Will this thing become as popular as the iPhone or iPod? I don’t think so, but if people think that’s a disappointment they’re using the wrong metric. What this will do is increase the appetite and market for eReaders more than the Kindle ever could because it is far more than a reader. And knowing that the iPhone runs a Kindle app, I find myself wondering if this thing will kill the Kindle in the long run and turn Amazon into a book distributor again and take their focus off the actual hardware.
At the very least, this might be something that makes netbooks useless in the long run.
The other thing I want to mention is what I think is really the huge, huge takeaway from yesterday, and that’s related to data plans. My mentor at Mizzou Clyde Bentley, a brilliant fellow whom you should all get to know, had a similar reaction to what the most standout announcement was from yesterday’s presentation: few are talking about it, but this is going to change the way phone companies price and do data delivery.
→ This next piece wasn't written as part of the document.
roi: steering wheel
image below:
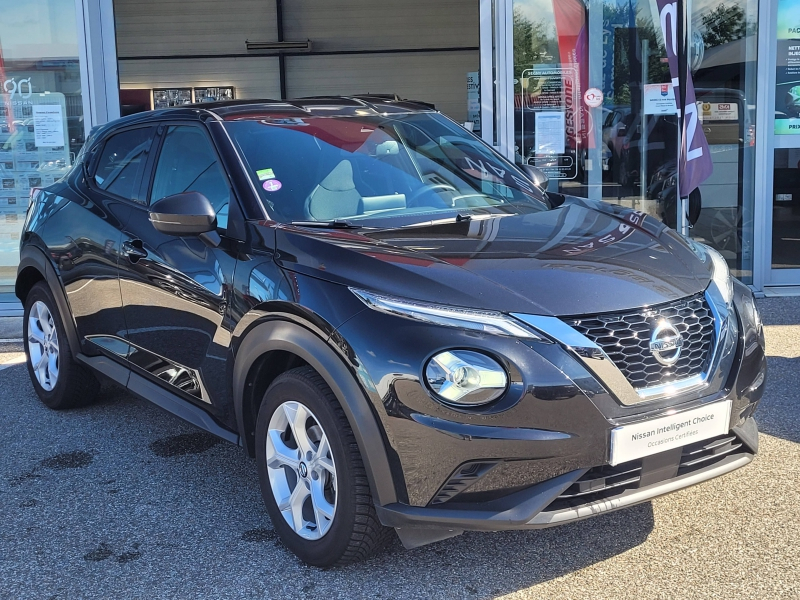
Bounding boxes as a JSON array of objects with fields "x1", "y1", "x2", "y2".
[{"x1": 406, "y1": 183, "x2": 458, "y2": 206}]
This is not new for Apple. Before the iPhone the notion of unlimited data came with a hefty price tag, but Apple used its leverage to change the market. Quite simply, the iPhone wouldn’t have worked without it. But even now with iPhones you’re talking $30 a month for unlimited data. There are no “lite” plans and it comes as part of a 2-year contract.
The iPad’s data options are different. First, the thing works on wi-fi so you can run it for free without a 3G network if you want. There are two different types of iPads: both work on wi-fi, but you have to pay a bit more to get one that works on wi-fi or 3G. If you want 3G, you can buy data from one of two tiers ($14.99 for 250 MB per month, or $29.99 for unlimited). But the best best best part? NO CONTRACTS. You can use wi-fi if you want, then maybe go in for 3G if you feel like you need it or if you’re, say, traveling and need more mobile access. And you can cancel at any point. It really is brilliant.
When Apple launched iTunes few expected it to change the music industry’s business model in such a meaningful way. An industry built on the idea of whole album sales over time realized the value in selling songs a la carte. Apple already has changed data delivery once, and it seems poised to do it again. The ability to buy a lite version of a data plan and, God forbid, cancel at any time is a game-changer. Other companies are going to have to follow suit if they want to be able to capture the iPad user market in the future. Price wars, so absent in the mobile market these days, are a good thing.
I love the technology of this thing because I love gadgets, but I didn’t expect the big reveal to be Apple using its leverage to improve wireless data for the consumer.
Does the iPad have everything? No. First of all, the name is you-can’t-make-this-stuff-up funny (huge props to MadTV for seeing the future three years ago). It’s what happens when you develop this stuff in a secretive mad-scientist lab environment; tech nerds don’t make good focus groups. Second, some of the criticisms like a closed OS or lack of USB or memory card slots are valid, although I think it’s overblown. The first iPhone didn’t have an app store, text messaging, a video camera, Bluetooth, and so forth. Apple does a good job listening to customers and, more importantly, figuring out how they want to use it. They won’t deviate from this course with the iPad, and while you can’t have every feature people want there is room for it to grow.